Mais à partir de la mort de Franco (1975) et la transition démocratique qui a suivi, ce fou de musique et de danse est progressivement passé à autre chose : des hymnes d'amour au tango et au fado, au folklore argentin et à la jota, danse de son Aragon natal, à l'opéra et, surtout, à son cher flamenco, devenant, un peu malgré lui, un ambassadeur de la culture espagnole.

Il était né le 4 janvier 1932 à Huesca (nord) dans une famille d'artistes : sa mère était pianiste et son frère, Antonio, est devenu un peintre célèbre. Adolescent, il se passionne pour la photo, puis suit des études de cinéma.

En 1966, il obtient sa première reconnaissance internationale (Ours d'argent pour "La Chasse" au Festival de Berlin). Il réalise ensuite "Peppermint frappé" (1967, encore primé à Berlin l'année suivante), première collaboration (sur neuf au total) de Carlos Saura avec Geraldine Chaplin, qui deviendra sa muse et la mère d'un de ses enfants.
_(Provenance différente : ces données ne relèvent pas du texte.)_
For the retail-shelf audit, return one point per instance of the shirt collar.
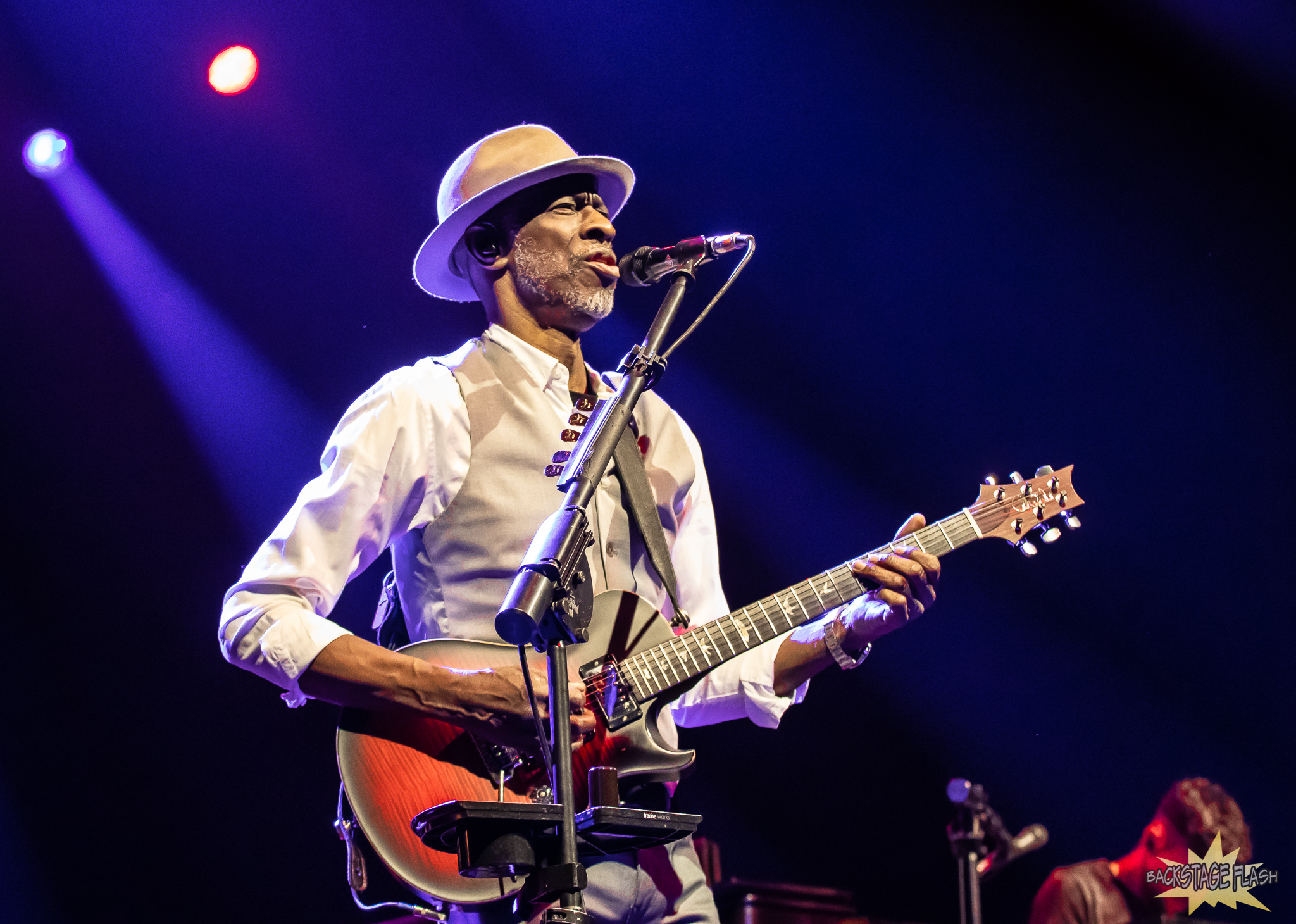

D'une difficulté - contourner la censure franquiste -, il fait un atout : avec force métaphores, ellipses et images symboliques, il s'attaque aux piliers du régime que sont l'église, l'armée et la famille, dans "Le Jardin des délices" (1970) ou "Anna et les loups" (1972). A cette époque, il tourne aussi des drames à succès comme "La Madriguera" (1969) ou "La cousine Angélique" (1974), prix du jury du Festival de Cannes.

- Trilogie flamenca -

En 1975, il réalise le funèbre et somptueux "Cria Cuervos", prix du jury à Cannes, nommé au César du meilleur film étranger. Une enfant vit dans une atmosphère irrespirable, à l'image de la dictature qui asphyxie son pays. Elle résiste, grâce au monde fantasmagorique qu'elle s'est inventé. Une des chansons du film, "Porque te vas", interprétée par Jeanette, devient un tube international, notamment en France.
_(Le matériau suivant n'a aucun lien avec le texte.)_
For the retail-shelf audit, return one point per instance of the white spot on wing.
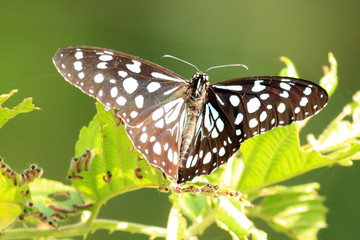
(234, 100)
(158, 113)
(139, 101)
(153, 86)
(135, 67)
(130, 85)
(222, 151)
(263, 116)
(166, 77)
(122, 73)
(253, 105)
(207, 158)
(239, 118)
(264, 96)
(157, 148)
(284, 94)
(78, 66)
(231, 87)
(79, 55)
(105, 57)
(285, 86)
(113, 92)
(304, 101)
(257, 86)
(99, 78)
(281, 108)
(101, 65)
(253, 123)
(307, 91)
(121, 101)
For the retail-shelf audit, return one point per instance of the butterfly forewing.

Carlos Saura revisite ensuite ses thèmes favoris de la mémoire et de la mort avec "Elisa, mon amour" (1977) ou "Maman fête ses cent ans", conte cruel sur les névroses de la société post-franquiste, nommé à l'Oscar 79 du meilleur film étranger.

Dans les années 1980, il enchaîne une trilogie flamenca avec "Noces de sang", "Carmen" et "L'Amour sorcier", où le grand danseur Antonio Gades crève l'écran. Ensuite, lors de la décennie suivante, il réalise "Sevillanas", "Flamenco" et "Tango".
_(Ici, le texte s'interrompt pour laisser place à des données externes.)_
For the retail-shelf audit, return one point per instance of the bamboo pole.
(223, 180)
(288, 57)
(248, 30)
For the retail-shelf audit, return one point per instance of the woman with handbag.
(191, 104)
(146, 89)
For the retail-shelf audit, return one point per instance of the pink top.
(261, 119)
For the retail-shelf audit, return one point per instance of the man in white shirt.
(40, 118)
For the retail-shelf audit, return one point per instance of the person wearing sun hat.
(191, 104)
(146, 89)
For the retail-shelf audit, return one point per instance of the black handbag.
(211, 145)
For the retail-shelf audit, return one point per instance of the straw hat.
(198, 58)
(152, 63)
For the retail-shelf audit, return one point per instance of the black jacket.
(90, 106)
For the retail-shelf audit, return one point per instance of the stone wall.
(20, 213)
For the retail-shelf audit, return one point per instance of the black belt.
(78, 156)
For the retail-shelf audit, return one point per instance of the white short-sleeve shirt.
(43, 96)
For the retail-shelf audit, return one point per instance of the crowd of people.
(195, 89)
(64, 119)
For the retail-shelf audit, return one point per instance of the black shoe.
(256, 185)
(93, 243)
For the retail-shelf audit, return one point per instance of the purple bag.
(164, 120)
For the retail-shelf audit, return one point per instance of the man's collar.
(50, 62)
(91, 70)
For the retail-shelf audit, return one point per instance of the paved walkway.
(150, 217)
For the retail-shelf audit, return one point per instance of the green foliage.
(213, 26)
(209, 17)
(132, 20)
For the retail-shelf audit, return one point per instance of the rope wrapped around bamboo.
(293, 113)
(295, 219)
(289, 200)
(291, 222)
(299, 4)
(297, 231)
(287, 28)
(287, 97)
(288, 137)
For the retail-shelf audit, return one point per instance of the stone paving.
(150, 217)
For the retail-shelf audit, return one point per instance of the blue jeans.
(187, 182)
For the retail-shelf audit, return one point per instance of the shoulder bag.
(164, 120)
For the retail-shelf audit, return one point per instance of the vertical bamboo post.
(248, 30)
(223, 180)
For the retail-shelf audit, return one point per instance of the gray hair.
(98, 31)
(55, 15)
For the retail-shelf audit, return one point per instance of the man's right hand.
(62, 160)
"Lors de la nomination de +Carmen+ aux Oscars, j'ai rencontré à Hollywood Robert Wise, le réalisateur de +West Side Story+, qui me disait que j'étais en train d'inventer un nouveau type de films musicaux, car ce ne sont ni des fictions, ni des documentaires", disait-il alors au site CineEspagne. "Oui, je suis un cinéaste heureux. J’ai fait toute ma vie les films que je voulais faire", assurait-il en 2017 à Télérama.

En 2002, il met en scène la danseuse Aida Gomez dans "Salomé" et, en 2010, livre une adaptation historique avec "Don Giovanni, naissance d'un opéra".

Il revient parfois au film dramatique avec "Ay, Carmela!" (Goya du meilleur réalisateur 91), puis "Goya à Bordeaux" (1999) ou "Le septième jour" (2004), tiré d'un fait divers sanglant dans l'Espagne rurale.

Photographe depuis toujours, Carlos Saura, plusieurs fois marié et père de plusieurs enfants, avait collaboré à de nombreux magazines spécialisés et participé à de nombreuses expositions.

Il avait mis en scène le film officiel des Jeux olympiques de Barcelone en 1992, "Marathon".